This invention relates generally to ultrasonic transducers for liquid level gauges, and more particularly to an ultrasonic transducer suitable for use in corrosive environments.
Ultrasonic liquid level measurement is fundamentally based on the emission of ultrasonic energy by a transmitter at a measuring station and the reflection of the transmitted energy from the surface of the liquid whose level is to be gauged to a receiver at the same station. Transmitted ultrasonic pulses are directed at the surface of the liquid through the vapor or gas thereabove. The elapsed transit time from the transmitter to the receiver is measured electronically and computed to provide an accurate measure of the distance between the measuring station and the liquid surface, thereby providing a reading of liquid level.
The ultrasonic measuring gauge is especially adapted to measure liquid level in mine shafts and oil wells, where in many instances the environment above the liquid level is corrosive in nature. In conventional forms of ultrasonic liquid-level measuring gauges, the transducer includes an electrostriction element having thin-film electrodes made of a conductive metal, such as silver, formed on its faces so as to produce homogeneous electrostriction.

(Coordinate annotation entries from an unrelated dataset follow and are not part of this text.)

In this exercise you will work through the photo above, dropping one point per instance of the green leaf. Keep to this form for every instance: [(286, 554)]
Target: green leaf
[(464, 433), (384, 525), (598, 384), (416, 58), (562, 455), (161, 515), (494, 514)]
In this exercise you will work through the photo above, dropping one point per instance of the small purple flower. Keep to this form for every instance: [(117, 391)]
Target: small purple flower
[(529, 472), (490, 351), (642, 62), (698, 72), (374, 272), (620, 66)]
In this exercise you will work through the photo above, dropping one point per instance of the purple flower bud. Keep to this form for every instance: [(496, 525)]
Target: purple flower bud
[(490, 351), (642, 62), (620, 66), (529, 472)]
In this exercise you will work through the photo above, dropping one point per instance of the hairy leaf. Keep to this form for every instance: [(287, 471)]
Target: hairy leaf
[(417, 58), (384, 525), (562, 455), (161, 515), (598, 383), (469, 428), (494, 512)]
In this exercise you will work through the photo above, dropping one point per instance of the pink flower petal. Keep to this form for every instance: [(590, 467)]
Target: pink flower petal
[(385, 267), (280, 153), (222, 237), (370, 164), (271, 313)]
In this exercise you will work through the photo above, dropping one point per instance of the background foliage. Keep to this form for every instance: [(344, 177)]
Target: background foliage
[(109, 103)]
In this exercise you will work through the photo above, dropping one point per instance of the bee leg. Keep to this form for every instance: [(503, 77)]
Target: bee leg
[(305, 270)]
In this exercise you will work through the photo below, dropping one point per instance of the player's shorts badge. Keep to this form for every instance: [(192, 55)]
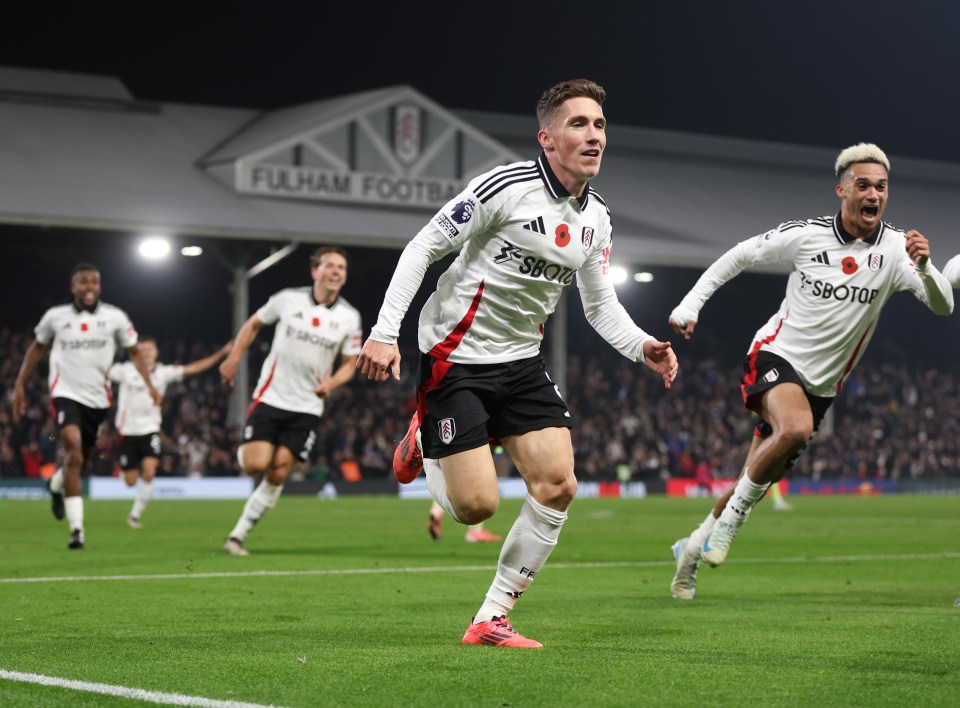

When an element of this type is subjected to a corrosive gas, it is eroded thereby and ultimately rendered inoperative.
In ultrasonic transducers of the type heretofore employed, such as that disclosed in Japanese Utility Model Ser. No. 37192/1974, the electrostriction element is disc-shaped and is affixed to a rigid solid body of greater thickness. This body serves to reduce the inherent resonance frequency of the electrostriction element to an extent affording a resonance frequency in a range suitable for liquid level measurement. The element and rigid body affixed thereto are supported within a case by an ordinary flange secured to a nodal point on the body.
Such known types of ultrasonic transducers have serious practical deficiencies, quite apart from the fact that they are subject to corrosion. Because of the flange arrangement, a considerable amount of ultrasonic energy is dissipated radially through the flange, this leakage markedly reducing the efficiency of the transducer.
Moreover, with existing types of ultrasonic transducers, the same transducer cannot always be used both as a transmitter and a receiver, in that when functioning to measure short distances, the vibrations of the transducer at the termination of transmission are not arrested or damped with sufficient rapidity to render the same transducer operative as a receiver at the instant the echo pulse reflected from the liquid surface arrives. It has, therefore, heretofore been necessary to provide separate transducers for transmission and reception for measuring short distances.